That description could probably act as a summary of the whole film. Operation Varsity Blues is the first film to tackle the infamous college admissions scandal uncovered in 2019 when over 50 celebrities and prominent members of society were indicted on federal corruption charges from paying exorbitant sums to get their kids into elite colleges, which included forging documents and bribing counselors into pretending they were athletes. This makes for fertile ground for a story, but while the film is interesting, it never quite rises to a level of importance.
Of course, it’s hard to truly move the culture of documentary filmmaking when everyone already knows what happened. A participant in the film at one point remarks, “In America, we love the wealthy and we hate the wealthy. They disgust and they fascinate us.” This point rings true, which is why it made the admissions scandal such an easy target. There’s nothing more satisfying than banding together to dunk on obscenely out-of-touch white elites living in the hills, pushing their privilege even further into criminality. The problem, when it comes to Varsity Blues, is our perverse fascination led us to pick over the case so thoroughly that there’s only so much left to add.

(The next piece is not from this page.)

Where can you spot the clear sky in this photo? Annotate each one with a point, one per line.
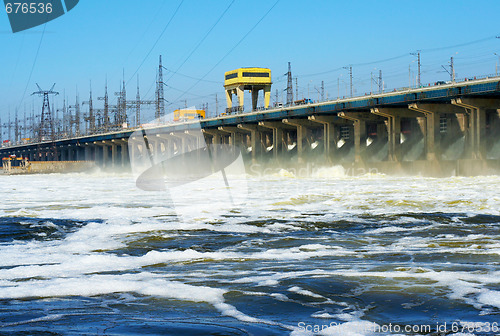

This becomes especially true when the people involved are just as awful as you’d assume. From CEOs to out-of-touch actors, Beverly Hills self-help gurus, and Instagram Influencer teens, these people don’t bring any surprises for a single moment in the film. Smith decides to tell a lot of the story through re-enactments of real wiretapped phone conversations, which is fine but gives the audience the feeling that he really wanted to make this as a feature film, and turns the main players into shitty characters who don’t have any depth outside of being the exact people you thought they’d be.

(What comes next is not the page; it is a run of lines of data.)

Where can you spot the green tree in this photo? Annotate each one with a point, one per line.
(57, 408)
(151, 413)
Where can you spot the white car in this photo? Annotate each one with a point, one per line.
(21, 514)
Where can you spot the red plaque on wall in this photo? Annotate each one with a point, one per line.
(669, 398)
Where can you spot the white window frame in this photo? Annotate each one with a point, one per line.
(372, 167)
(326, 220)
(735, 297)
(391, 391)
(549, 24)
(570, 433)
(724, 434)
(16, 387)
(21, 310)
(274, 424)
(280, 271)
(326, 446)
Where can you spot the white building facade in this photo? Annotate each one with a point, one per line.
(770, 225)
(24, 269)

A lot of the “new” information here comes in the form of Rick Singer, the “College Admissions Expert” who masterminded the whole scheme and made millions in the process. Played by Matthew Modine for whatever reason, Singer is the most previously unknown entity involved in the process, a behind-the-scenes figure who came from a modest background and managed to convince the elite of elites to let him into their circle, so it makes sense the film focuses their efforts on him. Only problem? He's not that interesting, either. Again, this isn’t really the fault of the film, but Singer turns out to be just another person whose entire life centers around making as much money as quickly as possible, with zero care for anyone or anything outside of that. He’s a good villain, but one without much depth.
Luckily, Operation Varsity Blues pokes and prods and finally finds the part of the story that’s easily the most interesting, and one that I didn’t expect them to find. The film devotes a surprising amount of time to how a scandal like this could come to be in the first place, and it’s here that it really finds its depth and point of view.

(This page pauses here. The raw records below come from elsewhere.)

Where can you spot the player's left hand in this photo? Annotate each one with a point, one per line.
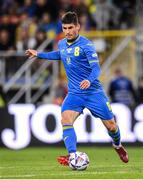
(85, 84)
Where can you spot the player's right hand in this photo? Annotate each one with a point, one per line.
(31, 53)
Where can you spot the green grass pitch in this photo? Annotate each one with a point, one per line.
(40, 163)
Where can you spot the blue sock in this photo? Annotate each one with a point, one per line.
(69, 138)
(115, 136)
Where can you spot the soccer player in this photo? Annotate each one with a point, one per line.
(82, 67)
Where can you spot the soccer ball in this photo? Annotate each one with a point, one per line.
(78, 161)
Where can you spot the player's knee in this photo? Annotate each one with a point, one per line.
(112, 127)
(66, 120)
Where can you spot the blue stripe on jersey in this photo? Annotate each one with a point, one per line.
(80, 62)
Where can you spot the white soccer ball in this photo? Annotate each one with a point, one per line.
(78, 161)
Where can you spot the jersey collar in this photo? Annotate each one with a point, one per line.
(70, 43)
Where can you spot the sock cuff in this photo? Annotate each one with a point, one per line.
(67, 126)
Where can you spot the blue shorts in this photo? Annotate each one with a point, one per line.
(98, 104)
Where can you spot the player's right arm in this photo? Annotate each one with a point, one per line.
(53, 55)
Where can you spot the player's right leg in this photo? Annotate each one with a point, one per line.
(100, 107)
(71, 109)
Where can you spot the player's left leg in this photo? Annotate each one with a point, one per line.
(71, 109)
(114, 133)
(100, 107)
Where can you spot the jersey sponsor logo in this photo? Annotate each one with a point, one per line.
(62, 51)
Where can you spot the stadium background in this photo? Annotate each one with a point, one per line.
(31, 92)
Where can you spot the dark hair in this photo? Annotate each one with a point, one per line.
(70, 18)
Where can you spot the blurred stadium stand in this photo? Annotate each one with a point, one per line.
(114, 26)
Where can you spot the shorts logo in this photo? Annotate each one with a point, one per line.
(109, 106)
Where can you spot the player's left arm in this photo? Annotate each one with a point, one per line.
(94, 64)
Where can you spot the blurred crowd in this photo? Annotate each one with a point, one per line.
(26, 23)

From the inherent bias that comes with standardized testing to the scam that is school rankings and how it drives out worthy students in favor of the families that can pay the most to keep the endowment high, Operation Varsity Blues is at its best when it’s exposing just how much colleges want things like this to happen. And if CEOs and celebrities are willing to risk jail time to get their kids into the perfect school, well, then it must be worth it, right? Operation Varsity Blues is focused on a scandal, but it’s often the less interesting one.